The elevator doors slide open with a bright, far-too-cheerful ding.
I step in.
The doors begin to close on a chorus of whispers and the last question I don’t answer.
Chapter 26
Breaking Point
Jason
The press roomis a box of heat and humming glass. White lights bleach the edges off everything—the podium, the sponsor backdrop, the rows of faces already puckered into questions they think are knives. The cameras don’t just look; they thrum. The vibration settles in my ribs like I swallowed a hive.
Julia’s shoulder brushes mine as we step up. She’s all steel in a black blazer, a legal pad in one hand and a pen she clicks when I worry her. Click. Click. I take my place at the mic and the branded backdrop makes my skull hum. This is supposed to be familiar—answers about forechecks and ice time. This is not that.

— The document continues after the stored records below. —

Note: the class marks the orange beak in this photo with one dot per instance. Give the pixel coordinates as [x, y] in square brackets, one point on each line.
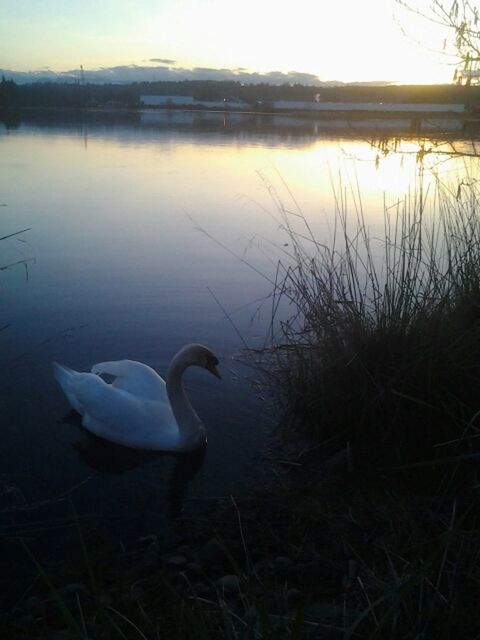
[213, 369]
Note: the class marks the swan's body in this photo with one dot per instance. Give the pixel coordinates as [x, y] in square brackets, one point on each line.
[139, 409]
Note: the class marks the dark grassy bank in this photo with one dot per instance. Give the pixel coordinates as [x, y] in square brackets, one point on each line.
[368, 526]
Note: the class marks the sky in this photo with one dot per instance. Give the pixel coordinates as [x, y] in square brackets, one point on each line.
[344, 40]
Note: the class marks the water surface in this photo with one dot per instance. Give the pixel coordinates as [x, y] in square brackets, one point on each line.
[148, 231]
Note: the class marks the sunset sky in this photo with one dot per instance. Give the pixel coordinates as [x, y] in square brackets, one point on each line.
[347, 40]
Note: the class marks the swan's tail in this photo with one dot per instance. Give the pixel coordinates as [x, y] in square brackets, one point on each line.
[66, 379]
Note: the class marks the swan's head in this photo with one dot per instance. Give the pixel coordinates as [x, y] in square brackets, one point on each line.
[200, 356]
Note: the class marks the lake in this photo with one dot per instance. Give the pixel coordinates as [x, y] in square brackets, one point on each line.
[146, 231]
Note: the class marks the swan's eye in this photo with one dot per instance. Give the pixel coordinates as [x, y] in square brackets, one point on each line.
[211, 361]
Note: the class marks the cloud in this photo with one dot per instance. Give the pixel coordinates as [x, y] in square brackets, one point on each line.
[163, 61]
[159, 72]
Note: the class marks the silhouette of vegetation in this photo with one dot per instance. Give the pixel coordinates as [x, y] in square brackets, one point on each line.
[75, 95]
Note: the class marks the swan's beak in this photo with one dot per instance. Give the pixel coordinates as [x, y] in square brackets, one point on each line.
[213, 369]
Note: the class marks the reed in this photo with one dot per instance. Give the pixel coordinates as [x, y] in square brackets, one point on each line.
[381, 344]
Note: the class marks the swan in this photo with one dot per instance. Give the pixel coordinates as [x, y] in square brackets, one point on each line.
[139, 409]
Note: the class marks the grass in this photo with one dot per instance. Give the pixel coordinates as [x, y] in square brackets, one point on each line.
[375, 491]
[381, 348]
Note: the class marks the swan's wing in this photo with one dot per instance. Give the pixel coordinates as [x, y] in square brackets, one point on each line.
[119, 416]
[134, 377]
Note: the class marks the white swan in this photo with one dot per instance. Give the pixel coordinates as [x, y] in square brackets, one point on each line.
[139, 409]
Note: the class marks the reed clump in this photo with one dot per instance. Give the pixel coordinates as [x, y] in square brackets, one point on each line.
[381, 345]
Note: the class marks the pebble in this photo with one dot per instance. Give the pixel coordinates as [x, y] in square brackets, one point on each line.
[176, 562]
[294, 595]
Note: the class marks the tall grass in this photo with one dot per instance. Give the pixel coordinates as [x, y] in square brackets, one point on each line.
[382, 345]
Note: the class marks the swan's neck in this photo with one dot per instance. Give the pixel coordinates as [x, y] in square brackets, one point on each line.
[192, 432]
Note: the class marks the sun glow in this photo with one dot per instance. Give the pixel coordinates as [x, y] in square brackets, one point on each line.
[346, 40]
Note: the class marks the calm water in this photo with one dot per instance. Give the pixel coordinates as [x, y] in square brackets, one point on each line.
[134, 222]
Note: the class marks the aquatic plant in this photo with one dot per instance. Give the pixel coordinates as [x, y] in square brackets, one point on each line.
[380, 347]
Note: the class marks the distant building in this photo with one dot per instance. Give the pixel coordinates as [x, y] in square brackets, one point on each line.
[189, 101]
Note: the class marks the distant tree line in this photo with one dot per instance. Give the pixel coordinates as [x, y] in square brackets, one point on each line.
[76, 95]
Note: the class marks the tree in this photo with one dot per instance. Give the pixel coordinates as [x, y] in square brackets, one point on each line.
[460, 20]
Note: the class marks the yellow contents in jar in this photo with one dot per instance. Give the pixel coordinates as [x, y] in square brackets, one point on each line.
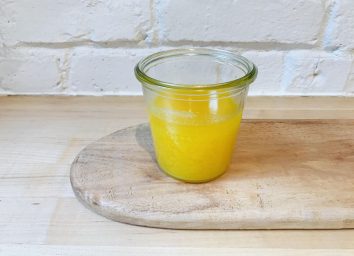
[194, 139]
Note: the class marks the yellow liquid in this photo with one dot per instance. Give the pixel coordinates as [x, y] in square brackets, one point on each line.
[194, 140]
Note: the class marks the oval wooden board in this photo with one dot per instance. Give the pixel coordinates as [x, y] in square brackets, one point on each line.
[284, 175]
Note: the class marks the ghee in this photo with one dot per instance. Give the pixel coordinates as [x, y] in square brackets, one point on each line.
[194, 140]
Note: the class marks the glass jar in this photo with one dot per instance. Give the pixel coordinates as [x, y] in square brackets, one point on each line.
[195, 100]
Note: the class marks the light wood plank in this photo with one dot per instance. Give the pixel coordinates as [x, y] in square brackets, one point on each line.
[40, 136]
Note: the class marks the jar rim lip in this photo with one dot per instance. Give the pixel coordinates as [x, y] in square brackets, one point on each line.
[242, 81]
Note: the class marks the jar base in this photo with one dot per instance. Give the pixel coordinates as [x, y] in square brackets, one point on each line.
[191, 181]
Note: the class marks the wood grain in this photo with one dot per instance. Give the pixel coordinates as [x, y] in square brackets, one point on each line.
[39, 215]
[284, 175]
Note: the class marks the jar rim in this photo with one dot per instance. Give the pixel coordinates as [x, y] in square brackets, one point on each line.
[249, 76]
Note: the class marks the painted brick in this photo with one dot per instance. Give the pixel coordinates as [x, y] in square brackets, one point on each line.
[67, 21]
[270, 69]
[32, 71]
[309, 72]
[105, 71]
[242, 21]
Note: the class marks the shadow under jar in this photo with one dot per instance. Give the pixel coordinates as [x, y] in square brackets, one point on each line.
[195, 100]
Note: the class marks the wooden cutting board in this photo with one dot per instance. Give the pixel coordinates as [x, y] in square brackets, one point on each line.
[284, 175]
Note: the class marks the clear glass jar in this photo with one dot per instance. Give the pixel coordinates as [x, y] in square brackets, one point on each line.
[195, 100]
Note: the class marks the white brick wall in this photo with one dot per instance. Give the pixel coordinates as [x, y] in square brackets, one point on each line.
[303, 47]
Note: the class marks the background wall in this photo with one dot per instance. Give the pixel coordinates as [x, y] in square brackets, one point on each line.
[91, 46]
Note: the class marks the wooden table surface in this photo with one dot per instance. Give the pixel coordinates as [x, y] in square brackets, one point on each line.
[39, 215]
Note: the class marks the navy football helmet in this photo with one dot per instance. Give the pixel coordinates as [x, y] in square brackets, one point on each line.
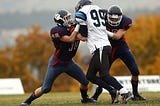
[81, 3]
[63, 18]
[114, 15]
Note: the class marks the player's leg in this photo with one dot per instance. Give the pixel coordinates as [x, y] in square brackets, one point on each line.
[51, 74]
[110, 80]
[76, 72]
[99, 89]
[128, 58]
[94, 66]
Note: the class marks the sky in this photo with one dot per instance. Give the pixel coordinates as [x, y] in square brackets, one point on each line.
[27, 6]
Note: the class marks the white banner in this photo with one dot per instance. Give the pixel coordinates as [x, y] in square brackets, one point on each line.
[10, 86]
[147, 83]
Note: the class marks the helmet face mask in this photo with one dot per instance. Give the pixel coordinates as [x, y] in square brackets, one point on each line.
[114, 15]
[63, 18]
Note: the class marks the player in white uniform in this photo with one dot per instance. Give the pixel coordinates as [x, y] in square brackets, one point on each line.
[93, 29]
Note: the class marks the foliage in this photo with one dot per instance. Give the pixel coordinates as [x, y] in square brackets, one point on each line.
[29, 58]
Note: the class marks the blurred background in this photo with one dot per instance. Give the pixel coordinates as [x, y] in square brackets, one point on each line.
[25, 43]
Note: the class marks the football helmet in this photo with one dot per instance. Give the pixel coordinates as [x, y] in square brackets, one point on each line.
[81, 3]
[63, 18]
[114, 15]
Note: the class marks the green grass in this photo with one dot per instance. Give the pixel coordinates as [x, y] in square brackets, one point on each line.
[73, 99]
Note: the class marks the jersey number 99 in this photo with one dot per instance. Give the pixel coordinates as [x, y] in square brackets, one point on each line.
[98, 17]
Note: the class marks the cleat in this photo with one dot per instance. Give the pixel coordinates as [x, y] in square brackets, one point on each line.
[137, 97]
[88, 100]
[24, 104]
[114, 96]
[97, 93]
[126, 97]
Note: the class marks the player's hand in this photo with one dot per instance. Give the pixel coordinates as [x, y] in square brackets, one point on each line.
[116, 37]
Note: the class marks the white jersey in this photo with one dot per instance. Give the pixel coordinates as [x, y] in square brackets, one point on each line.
[97, 33]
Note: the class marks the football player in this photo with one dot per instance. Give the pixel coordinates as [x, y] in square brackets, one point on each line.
[118, 23]
[93, 29]
[61, 61]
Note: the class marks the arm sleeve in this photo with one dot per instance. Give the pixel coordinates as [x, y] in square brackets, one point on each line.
[83, 30]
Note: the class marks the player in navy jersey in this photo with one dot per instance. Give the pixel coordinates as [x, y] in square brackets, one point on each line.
[93, 29]
[61, 61]
[118, 23]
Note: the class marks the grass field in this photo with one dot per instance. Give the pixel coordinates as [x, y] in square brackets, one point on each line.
[73, 99]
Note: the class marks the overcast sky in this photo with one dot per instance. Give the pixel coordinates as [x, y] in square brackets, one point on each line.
[27, 6]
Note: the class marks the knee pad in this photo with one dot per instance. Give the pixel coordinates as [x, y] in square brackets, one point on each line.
[135, 72]
[46, 90]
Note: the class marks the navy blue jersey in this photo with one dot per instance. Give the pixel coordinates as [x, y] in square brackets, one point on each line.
[65, 51]
[125, 24]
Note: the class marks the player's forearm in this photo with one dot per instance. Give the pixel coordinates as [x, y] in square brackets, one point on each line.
[81, 37]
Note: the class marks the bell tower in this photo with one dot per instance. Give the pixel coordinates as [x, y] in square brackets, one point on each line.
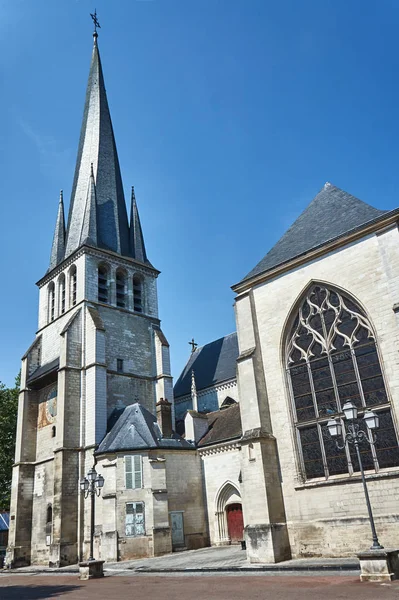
[99, 345]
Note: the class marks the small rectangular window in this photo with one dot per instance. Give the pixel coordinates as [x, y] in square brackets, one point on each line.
[134, 520]
[133, 472]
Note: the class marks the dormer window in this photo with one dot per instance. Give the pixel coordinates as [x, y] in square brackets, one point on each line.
[120, 289]
[51, 302]
[61, 292]
[102, 284]
[72, 285]
[137, 294]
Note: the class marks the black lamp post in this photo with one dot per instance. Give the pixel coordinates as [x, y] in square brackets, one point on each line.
[91, 486]
[354, 436]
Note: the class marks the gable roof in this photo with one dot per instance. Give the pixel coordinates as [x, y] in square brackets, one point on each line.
[213, 363]
[135, 428]
[223, 425]
[332, 213]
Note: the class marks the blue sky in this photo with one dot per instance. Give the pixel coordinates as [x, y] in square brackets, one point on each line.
[229, 116]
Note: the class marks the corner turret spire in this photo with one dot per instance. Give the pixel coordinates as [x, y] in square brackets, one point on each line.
[136, 233]
[89, 226]
[97, 154]
[58, 246]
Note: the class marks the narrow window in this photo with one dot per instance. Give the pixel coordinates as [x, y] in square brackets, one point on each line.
[135, 519]
[332, 357]
[72, 285]
[49, 524]
[133, 472]
[137, 294]
[61, 292]
[102, 284]
[51, 302]
[120, 289]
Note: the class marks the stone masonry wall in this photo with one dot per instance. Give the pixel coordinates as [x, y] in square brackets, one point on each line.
[329, 518]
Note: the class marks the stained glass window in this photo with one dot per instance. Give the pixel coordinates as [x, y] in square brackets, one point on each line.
[332, 357]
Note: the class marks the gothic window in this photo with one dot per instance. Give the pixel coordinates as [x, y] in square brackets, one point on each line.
[137, 294]
[61, 293]
[133, 472]
[51, 404]
[102, 284]
[72, 285]
[332, 357]
[134, 523]
[51, 302]
[49, 524]
[120, 289]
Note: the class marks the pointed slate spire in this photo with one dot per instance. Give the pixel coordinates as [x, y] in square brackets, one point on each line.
[58, 247]
[97, 147]
[89, 227]
[136, 233]
[194, 396]
[332, 213]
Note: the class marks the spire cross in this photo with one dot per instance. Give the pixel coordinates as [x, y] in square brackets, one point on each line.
[193, 345]
[95, 21]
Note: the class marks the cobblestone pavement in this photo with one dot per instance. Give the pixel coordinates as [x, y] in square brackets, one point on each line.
[204, 587]
[215, 558]
[223, 557]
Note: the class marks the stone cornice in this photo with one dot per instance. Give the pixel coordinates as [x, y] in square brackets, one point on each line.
[256, 434]
[226, 385]
[219, 448]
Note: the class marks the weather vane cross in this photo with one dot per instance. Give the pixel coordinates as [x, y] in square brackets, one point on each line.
[193, 345]
[95, 21]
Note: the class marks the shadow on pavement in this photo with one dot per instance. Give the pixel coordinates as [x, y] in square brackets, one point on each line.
[35, 592]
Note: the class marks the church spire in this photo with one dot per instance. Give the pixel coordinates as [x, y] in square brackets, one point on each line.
[58, 247]
[89, 226]
[97, 153]
[136, 233]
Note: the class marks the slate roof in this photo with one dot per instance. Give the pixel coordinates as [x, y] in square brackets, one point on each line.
[97, 211]
[44, 370]
[331, 214]
[213, 363]
[223, 425]
[135, 428]
[58, 246]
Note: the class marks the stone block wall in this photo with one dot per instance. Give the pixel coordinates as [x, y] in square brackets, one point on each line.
[324, 518]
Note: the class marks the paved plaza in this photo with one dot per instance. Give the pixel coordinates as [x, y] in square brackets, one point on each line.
[214, 559]
[194, 587]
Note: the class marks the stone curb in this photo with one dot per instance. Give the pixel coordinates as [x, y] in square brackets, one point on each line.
[323, 568]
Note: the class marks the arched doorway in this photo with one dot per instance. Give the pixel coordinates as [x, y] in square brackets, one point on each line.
[228, 507]
[235, 522]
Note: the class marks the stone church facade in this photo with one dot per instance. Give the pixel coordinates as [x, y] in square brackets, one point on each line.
[240, 449]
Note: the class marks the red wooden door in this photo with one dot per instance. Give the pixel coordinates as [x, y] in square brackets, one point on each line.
[235, 523]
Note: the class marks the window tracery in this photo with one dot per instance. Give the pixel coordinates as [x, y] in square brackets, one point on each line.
[332, 357]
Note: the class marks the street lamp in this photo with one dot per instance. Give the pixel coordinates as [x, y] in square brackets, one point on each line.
[91, 486]
[354, 436]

I find her before I take a breath.
Riley stands just offstage in the wing where the curtain shadows soften the light. One hand is fisted at her side, knuckles pale against the dark of her blazer; the other is loose, fingers tapping her thigh like she’s counting breaths. Her chin is up. Her mouth is set. The sight cuts through the glare and slideseverything into focus. It’s not the cameras that matter. It’s that hand, that chin, that woman.
“Jason,” Julia murmurs, low enough not to bleed into microphones. “Remember: we set terms. Don’t chase.”
“I won’t,” I say, even though we both know I might.
The moderator gives the nod. Red lights blink alive. First question comes barbed and fast from a guy in the second row who’s built a career on making someone flinch.
“Jason, are you exploiting your position to involve yourself with a staff member?” He doesn’t lift his eyes from his phone as he asks it, thumbs ready to live-post any stumble.
The room tilts hostile with the first syllable. I can feel the owner at the back before I see him—Nolan Blackwood isn’t a presence, he’s a weather system. When I do clock him, he’s in the last row, silver hair carved into place, mouth a straight line. His right hand slices quick across his throat: cut it short. Stick to script. Be manageable.
I lean into the mic. The metal is warm from the light. My pulse steadies on a beat that is not for the cameras.
“I won’t dignify that premise,” I say, voice level. “But I’ll answer the question I think you tried to ask.” I draw breath. It tastes like hot dust and stage. “I love Riley Lane.” The room inhales like a single body. “We’re having a baby.” Flashes pop. Phones lift. Somewhere to my left a cameraman swears softly. “And the harassment of her—online, outside her home, at her workplace—stops now.”